With the peak of the holiday season a little over two weeks away, medical professionals around the country are working this week to keep influenza from ruining the holiday season.
U.S. Lamsimsinhvien, a leading operator of occupational healthcare and urgent care centers in the nation, is joining with other health care providers to encourage people to get flu shots during National Influenza Vaccination Week.
This week – December 8-14 – was established in 2005 by the Center for Disease Control and to highlight the importance of promoting influenza vaccination.
Influenza shouldn’t be taken lightly because it’s a serious disease that can lead to hospitalization and sometimes even death. Every flu season is different, and influenza infection can affect people differently. Even healthy people can get very sick from the flu and spread it to others.

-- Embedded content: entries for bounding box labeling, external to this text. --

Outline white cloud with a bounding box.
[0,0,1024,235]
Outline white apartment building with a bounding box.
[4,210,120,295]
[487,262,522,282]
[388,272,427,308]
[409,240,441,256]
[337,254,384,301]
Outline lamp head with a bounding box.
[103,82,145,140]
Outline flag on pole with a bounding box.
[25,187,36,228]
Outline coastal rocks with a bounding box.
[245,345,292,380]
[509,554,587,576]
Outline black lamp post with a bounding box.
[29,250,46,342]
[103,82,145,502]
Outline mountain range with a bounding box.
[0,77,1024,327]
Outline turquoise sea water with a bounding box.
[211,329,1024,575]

U.S. HealthWorks has prepared a list below of the most frequently asked questions regarding flu shots.
Question: How can I avoid getting the flu?
Answer: The best protection is to get vaccinated. You can also reduce your chances of getting the flu by frequent hand washing and avoiding contaminated objects and surfaces.
Question: Can a flu shot give me the flu?
Answer: No. Flu vaccines are made from influenza viruses that have been destroyed. The flu shot cannot give you the flu.
Question: Even if I get a flu shot, can I still get the flu?
Answer: Maybe. No vaccine is 100-percent effective, but generally, the flu shot protects most people. Other viruses also circulate during flu season giving you symptoms that can feel like flu. The flu shot will not protect you against those.
Question: Should I get a flu shot if it’s not 100-percent effective?
Answer: Yes. A small percentage of people may get the flu even after receiving a vaccination. However, even if you do get the flu, you are likely to be far less sick than if you had not had a flu shot.
Question: Aren’t the side effects worse than the flu?
Answer: No. The worst side effect is likely to be a sore arm. Your risk of injury or death from a rare allergic reaction is far less risky than complications brought on by influenza.
Question: Are there some who shouldn’t get the flu shot?
Answer: Yes. If you are allergic to eggs (used in making the vaccine) or you have experienced an allergic reaction to the vaccine in the past, you might not be able to get this protection
Question: Isn’t a flu shot just for the elderly and the sick?
Answer: No. Certainly high risk people benefit greatly from a flu shot. If you are over 65 years of age, have a chronic or long-term health condition, or are pregnant, you are at greater risk of complications if you get the flu. But even if you aren’t at high risk, a flu shot can protect you, your family, friends and co-workers during the flu season.
Question: Is it too soon to get a flu shot?
Answer: No. The flu shot can be given at any time during the flu season. If you are at high risk, get vaccinated early in the season. It is best not to delay; but if you do, it’s still better to get it late than not at all.